From mboxrd@z Thu Jan  1 00:00:00 1970
From: Josh Durgin <josh.durgin@inktank.com>
Subject: Re: Internal Qemu snapshots with RBD and libvirt
Date: Fri, 19 Jul 2013 17:48:40 -0700
Message-ID: <51E9DE68.40707@inktank.com>
References: <51E807DD.5050805@42on.com> <51E9BE0E.7020609@inktank.com> <alpine.DEB.2.00.1307191537260.795@cobra.newdream.net> <CALFpzo61shKeSA60ig9c5Ad+3WbTJgkHJRrmg5eEwEOdvjE-KQ@mail.gmail.com>
Mime-Version: 1.0
Content-Type: text/plain; charset=ISO-8859-1; format=flowed
Content-Transfer-Encoding: 7bit
Return-path: <ceph-devel-owner@vger.kernel.org>
Received: from mail-ea0-f180.google.com ([209.85.215.180]:49387 "EHLO
	mail-ea0-f180.google.com" rhost-flags-OK-OK-OK-OK) by vger.kernel.org
	with ESMTP id S1752057Ab3GTAt6 (ORCPT
	<rfc822;ceph-devel@vger.kernel.org>); Fri, 19 Jul 2013 20:49:58 -0400
Received: by mail-ea0-f180.google.com with SMTP id k10so2740342eaj.11
        for <ceph-devel@vger.kernel.org>; Fri, 19 Jul 2013 17:49:57 -0700 (PDT)
In-Reply-To: <CALFpzo61shKeSA60ig9c5Ad+3WbTJgkHJRrmg5eEwEOdvjE-KQ@mail.gmail.com>
Sender: ceph-devel-owner@vger.kernel.org
List-ID: <ceph-devel.vger.kernel.org>
To: Marcus Sorensen <shadowsor@gmail.com>
Cc: Sage Weil <sage@inktank.com>, Wido den Hollander <wido@42on.com>, ceph-devel <ceph-devel@vger.kernel.org>

On 07/19/2013 03:47 PM, Marcus Sorensen wrote:
> Does RBD not honor barriers and do proper sync flushes?

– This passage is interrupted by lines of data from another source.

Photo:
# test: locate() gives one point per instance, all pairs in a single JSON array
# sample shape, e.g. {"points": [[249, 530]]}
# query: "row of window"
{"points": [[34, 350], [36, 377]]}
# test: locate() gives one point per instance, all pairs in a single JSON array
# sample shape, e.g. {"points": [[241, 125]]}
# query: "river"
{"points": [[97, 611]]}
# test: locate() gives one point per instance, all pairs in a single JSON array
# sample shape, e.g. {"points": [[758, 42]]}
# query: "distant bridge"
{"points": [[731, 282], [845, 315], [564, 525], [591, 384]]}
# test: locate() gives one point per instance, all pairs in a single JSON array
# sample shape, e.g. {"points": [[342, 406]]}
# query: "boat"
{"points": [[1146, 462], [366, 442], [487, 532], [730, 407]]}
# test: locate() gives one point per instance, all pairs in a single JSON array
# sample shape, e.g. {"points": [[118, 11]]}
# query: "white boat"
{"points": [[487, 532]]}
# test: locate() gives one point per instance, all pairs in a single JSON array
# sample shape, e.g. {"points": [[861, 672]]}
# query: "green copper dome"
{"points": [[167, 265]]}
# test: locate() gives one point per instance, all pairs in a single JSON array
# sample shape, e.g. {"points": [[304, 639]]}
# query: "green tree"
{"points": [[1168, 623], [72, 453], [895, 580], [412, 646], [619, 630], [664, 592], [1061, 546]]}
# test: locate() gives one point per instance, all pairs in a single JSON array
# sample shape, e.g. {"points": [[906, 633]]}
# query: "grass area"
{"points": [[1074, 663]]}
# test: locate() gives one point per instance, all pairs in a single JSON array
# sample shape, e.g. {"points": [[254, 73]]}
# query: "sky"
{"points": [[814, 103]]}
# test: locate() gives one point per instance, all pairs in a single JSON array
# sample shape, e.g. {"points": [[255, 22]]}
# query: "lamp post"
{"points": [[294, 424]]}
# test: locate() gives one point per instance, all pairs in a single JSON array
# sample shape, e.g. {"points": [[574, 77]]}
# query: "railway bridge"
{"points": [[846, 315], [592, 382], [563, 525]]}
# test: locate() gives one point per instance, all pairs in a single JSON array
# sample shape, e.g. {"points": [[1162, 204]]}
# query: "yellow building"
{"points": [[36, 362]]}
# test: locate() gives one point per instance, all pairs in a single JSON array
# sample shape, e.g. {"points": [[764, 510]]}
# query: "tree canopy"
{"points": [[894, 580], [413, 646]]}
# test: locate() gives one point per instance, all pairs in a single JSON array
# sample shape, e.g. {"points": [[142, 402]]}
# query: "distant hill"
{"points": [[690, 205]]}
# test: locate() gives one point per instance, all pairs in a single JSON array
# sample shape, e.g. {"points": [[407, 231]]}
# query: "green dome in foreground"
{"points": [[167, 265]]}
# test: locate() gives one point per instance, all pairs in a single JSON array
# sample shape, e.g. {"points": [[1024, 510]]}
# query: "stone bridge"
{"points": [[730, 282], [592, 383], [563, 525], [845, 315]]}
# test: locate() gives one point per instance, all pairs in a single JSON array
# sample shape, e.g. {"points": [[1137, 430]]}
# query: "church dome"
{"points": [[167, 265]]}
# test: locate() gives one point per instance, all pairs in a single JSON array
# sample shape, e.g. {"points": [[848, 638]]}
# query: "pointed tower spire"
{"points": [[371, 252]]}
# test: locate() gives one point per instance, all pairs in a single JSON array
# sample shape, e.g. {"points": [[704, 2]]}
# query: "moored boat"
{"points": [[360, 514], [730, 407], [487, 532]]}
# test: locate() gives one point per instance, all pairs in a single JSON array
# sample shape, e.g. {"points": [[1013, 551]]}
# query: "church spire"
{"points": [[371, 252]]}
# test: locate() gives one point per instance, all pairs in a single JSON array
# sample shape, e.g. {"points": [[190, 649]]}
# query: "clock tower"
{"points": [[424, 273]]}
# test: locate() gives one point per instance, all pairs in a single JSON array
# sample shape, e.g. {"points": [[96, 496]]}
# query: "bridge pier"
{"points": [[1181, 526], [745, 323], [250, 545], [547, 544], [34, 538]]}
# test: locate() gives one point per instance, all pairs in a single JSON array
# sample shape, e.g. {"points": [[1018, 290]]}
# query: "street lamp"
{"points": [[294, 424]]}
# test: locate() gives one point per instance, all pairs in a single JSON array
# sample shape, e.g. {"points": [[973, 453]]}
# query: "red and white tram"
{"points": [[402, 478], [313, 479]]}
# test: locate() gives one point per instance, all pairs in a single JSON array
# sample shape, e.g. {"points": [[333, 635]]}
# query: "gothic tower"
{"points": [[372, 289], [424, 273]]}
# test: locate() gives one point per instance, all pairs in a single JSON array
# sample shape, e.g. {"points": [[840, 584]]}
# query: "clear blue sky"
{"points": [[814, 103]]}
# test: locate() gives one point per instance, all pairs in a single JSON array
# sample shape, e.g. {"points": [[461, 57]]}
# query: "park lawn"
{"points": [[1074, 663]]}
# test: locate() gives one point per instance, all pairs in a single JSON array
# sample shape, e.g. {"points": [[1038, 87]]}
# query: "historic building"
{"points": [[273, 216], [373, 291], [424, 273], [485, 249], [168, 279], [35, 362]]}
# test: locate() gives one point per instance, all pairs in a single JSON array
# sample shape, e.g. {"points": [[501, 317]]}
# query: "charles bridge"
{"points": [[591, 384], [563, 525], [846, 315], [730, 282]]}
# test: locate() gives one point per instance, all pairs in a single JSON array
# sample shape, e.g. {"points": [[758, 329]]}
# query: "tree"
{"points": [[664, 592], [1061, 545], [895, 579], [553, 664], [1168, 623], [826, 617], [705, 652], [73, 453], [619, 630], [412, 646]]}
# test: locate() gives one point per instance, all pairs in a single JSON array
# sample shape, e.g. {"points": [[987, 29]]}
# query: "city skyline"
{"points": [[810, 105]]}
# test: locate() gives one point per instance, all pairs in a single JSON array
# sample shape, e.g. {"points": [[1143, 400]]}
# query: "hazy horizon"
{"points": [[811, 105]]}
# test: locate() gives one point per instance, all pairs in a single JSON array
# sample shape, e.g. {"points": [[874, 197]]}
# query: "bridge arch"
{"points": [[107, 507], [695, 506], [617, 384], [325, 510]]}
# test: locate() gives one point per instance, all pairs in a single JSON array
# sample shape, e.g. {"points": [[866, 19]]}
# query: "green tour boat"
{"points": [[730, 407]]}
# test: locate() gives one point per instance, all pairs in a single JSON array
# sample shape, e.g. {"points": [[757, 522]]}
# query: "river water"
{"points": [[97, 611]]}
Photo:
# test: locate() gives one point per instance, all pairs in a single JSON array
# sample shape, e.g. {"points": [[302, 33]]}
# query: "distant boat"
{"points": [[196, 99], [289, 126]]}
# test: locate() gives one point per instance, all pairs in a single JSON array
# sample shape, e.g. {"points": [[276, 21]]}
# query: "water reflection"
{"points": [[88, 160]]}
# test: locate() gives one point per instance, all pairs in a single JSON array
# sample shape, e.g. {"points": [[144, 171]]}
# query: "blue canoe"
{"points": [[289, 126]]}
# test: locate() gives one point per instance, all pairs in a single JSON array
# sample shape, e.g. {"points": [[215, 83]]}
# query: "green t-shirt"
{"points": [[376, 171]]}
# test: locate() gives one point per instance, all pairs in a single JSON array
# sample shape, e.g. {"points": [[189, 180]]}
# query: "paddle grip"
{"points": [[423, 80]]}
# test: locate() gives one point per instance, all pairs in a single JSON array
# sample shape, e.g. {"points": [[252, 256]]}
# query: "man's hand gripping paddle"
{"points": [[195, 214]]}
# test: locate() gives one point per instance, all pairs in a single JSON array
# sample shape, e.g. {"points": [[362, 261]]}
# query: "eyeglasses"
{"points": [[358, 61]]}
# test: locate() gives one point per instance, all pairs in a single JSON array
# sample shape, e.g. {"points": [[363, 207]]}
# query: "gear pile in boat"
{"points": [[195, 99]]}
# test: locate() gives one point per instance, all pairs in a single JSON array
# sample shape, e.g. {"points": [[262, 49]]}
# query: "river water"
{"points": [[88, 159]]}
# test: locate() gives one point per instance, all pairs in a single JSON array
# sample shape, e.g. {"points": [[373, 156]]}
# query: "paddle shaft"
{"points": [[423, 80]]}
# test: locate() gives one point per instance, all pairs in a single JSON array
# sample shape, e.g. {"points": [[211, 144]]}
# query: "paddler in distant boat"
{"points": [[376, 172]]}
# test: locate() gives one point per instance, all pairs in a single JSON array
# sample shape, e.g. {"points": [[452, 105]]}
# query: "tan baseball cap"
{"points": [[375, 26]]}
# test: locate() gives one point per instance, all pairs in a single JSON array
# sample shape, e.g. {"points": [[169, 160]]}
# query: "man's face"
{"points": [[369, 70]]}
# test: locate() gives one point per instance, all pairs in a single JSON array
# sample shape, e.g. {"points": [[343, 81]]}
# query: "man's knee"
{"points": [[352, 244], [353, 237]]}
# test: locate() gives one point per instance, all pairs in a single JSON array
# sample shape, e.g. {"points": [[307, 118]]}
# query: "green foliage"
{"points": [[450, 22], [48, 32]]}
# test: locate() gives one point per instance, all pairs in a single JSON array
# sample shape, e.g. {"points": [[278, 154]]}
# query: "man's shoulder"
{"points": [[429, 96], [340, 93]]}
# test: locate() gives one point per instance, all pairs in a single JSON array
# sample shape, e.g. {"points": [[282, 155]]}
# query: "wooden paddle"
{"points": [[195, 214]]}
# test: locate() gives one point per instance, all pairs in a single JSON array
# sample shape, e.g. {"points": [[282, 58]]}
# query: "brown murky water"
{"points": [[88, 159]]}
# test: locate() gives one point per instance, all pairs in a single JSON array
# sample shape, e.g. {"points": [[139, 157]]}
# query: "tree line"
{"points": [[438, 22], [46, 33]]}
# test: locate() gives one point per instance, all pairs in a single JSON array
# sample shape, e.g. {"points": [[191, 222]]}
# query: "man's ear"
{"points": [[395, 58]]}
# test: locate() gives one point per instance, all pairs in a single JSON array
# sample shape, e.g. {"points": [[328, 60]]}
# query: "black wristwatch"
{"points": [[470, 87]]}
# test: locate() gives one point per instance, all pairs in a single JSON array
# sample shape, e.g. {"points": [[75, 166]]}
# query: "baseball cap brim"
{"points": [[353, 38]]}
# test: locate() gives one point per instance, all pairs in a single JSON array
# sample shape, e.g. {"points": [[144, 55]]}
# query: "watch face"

Or does this
> have to do with RBD caching? Just wondering why online snapshots
> aren't safe.

They're safe at the filesystem level, but I think Wido's after
more application level consistency. If the fs journaled the metadata
for a file but didn't save the data yet, it'd be nice to be able to
restore the complete file.

> Qcow2 can keep snapshots internally, but qemu is also capable of doing
> external dumps for other backing stores. I was thinking about this,
> and it seems like you'd put the memory dump on secondary storage, like
> a rados gateway or nfs share, so it can be read wherever the VM is
> restored to. It would require some work in tracking that location,
> however.

This sounds like a good idea to me.

Josh

> On Fri, Jul 19, 2013 at 4:41 PM, Sage Weil <sage@inktank.com> wrote:
>> On Fri, 19 Jul 2013, Josh Durgin wrote:
>>> On 07/18/2013 08:21 AM, Wido den Hollander wrote:
>>>> Hi,
>>>>
>>>> I'm working on the RBD integration for CloudStack 4.2 and now I got to
>>>> the point snapshotting.
>>>>
>>>> The "problem" is that CloudStack uses libvirt for snapshotting
>>>> Instances, but Qemu/libvirt also tries to store the memory contents of
>>>> the domain to assure the snapshot is consistent.
>>>>
>>>> So the way libvirt tries to do it is not possible with RBD right now,
>>>> since there is no way to store the internal memory.
>>
>> It seems like the way to view this is that to snapshot a VM, we need to
>> snapshot all N block devices attached to it, plus the internal memory.
>> It's not that there is something missing from the RBD block device
>> snapshot function, but that it is not clear where to put the memory at
>> all.
>>
>> Maybe the libvirt or qemu VM metadata should specify a separate image
>> target for the RAM?  How is this normally done when you're using, say,
>> qcow2?  It is assumed that it can be somehow stored with the first block
>> device or something?
>>
>> sage
>>
>>>>
>>>> I was thinking about using the Java librbd bindings to create the
>>>> snapshot, but that will not be consistent thus not 100% safe, so I'd
>>>> rather avoid that.
>>>>
>>>> How is this done in OpenStack? Or are you facing similar issues?
>>>
>>> OpenStack doesn't store the memory contents of a domain. For volume
>>> snapshots, it requires that the volume is detached, so there can be
>>> no inconsistency, and the actual snapshot handling is done by the volume
>>> driver in cinder, so libvirt is not involved at all. It just uses the
>>> rbd command (or now the python bindings).
>>>
>>>> P.S.: I'm testing with libvirt 1.0.6 from the Ubuntu Cloud Team archive
>>>> with packages for OpenStack Havana.